Nicolas Hulot, c’est tout un symbole. Sa nomination ministérielle au gouvernement français incarnait l’entrée de la société civile dans le monde fermé de la politique.

Nicolas Hulot est entré dans ce gouvernement parce qu’il pensait en toute sincérité qu’il réussirait à convaincre le monde politique de l’importance de prendre des mesures pour sauver la biodiversité, de l’urgence d’agir pour sauver notre planète, tout simplement. Parce que si d’aucuns d’entre vous en doutiez encore, notre planète se réchauffe à cause de nos excès et 2018 l’a démontré sans équivoque aux climato-sceptiques.

Nicolas Hulot ne se positionnait ni à gauche, ni à droite, juste un « écologiste », un « citoyen responsable » soucieux de ne pas transmettre aux futures générations une planète poubelle.

La démission de Nicolas Hulot signifiée ce 29 août sur antenne, c’est le geste fort d’un homme sincère qui ne supporte plus les arrangements entre amis, l’incapacité des représentants politiques de travailler pour le bien commun.

La démission de Nicolas Hulot, c’est l’illustration parfaite de cette fracture entre nous, citoyens et nos représentants politiques.

  • Parce que le représentant politique d’aujourd’hui n’a plus la capacité des hommes d’Etat de jadis de s’élever au-dessus des clivages gauche-droite.

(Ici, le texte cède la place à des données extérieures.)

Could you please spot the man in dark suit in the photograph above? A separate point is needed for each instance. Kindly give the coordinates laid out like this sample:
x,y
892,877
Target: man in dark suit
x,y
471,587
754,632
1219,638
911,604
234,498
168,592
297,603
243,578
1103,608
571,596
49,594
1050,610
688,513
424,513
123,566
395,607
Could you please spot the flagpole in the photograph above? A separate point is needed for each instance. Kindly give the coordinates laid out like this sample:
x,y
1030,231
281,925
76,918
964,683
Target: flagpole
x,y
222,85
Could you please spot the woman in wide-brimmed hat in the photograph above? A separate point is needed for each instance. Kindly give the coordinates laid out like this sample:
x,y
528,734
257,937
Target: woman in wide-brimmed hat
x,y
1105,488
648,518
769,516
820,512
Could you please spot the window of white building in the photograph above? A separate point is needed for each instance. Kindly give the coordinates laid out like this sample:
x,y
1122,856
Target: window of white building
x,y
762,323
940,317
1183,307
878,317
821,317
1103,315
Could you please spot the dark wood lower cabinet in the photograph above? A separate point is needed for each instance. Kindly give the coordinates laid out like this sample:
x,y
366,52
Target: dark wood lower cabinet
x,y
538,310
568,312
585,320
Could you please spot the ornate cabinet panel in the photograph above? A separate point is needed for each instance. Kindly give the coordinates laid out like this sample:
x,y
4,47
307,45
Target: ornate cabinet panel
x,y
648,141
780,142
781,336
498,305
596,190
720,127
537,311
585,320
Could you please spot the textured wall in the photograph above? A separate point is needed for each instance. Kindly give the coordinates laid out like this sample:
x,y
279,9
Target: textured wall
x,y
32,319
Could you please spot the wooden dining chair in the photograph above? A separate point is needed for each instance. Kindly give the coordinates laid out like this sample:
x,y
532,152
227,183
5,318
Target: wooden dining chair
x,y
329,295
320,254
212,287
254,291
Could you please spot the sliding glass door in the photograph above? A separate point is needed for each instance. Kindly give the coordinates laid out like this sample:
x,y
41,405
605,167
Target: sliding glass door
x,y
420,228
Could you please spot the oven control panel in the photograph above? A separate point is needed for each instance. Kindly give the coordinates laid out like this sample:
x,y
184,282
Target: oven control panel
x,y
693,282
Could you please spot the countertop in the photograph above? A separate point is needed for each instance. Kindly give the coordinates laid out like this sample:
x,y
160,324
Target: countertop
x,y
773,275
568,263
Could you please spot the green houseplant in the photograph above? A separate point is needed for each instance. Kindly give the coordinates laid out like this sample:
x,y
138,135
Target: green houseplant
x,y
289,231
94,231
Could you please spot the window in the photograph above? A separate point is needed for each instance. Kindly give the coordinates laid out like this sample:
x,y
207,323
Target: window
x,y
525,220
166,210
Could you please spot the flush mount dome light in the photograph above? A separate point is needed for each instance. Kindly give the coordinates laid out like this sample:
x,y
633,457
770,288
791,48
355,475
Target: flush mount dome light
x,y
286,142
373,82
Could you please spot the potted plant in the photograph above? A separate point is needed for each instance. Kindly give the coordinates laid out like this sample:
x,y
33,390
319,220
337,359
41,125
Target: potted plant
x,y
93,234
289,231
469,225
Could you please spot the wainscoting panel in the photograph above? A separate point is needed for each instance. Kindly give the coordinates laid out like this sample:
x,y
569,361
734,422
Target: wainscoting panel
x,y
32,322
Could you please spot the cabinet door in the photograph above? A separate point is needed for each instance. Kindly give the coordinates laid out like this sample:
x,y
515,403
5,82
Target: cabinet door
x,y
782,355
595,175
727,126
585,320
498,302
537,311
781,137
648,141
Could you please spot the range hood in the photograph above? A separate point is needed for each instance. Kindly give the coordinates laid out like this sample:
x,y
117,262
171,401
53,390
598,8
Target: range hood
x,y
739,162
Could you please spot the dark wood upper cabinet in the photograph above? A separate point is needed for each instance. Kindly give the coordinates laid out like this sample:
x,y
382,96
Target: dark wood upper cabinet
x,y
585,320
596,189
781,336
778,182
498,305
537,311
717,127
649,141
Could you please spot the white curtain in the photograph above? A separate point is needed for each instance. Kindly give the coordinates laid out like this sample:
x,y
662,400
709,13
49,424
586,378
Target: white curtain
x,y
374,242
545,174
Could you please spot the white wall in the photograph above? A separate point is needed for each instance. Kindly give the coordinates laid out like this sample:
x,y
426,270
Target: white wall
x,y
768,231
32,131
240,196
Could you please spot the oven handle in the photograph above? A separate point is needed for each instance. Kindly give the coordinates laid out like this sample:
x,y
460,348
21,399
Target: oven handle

  • Parce qu’il ne sert plus l’Etat, mais ses valeurs partisanes.

  • Parce que sa vision ne porte pas sur le long terme, mais sur la prochaine échéance électorale.

Nous, citoyens responsables, sommes convaincus que nous devons reprendre les rênes de la société et ne plus laisser ce rôle aux seuls représentants politiques.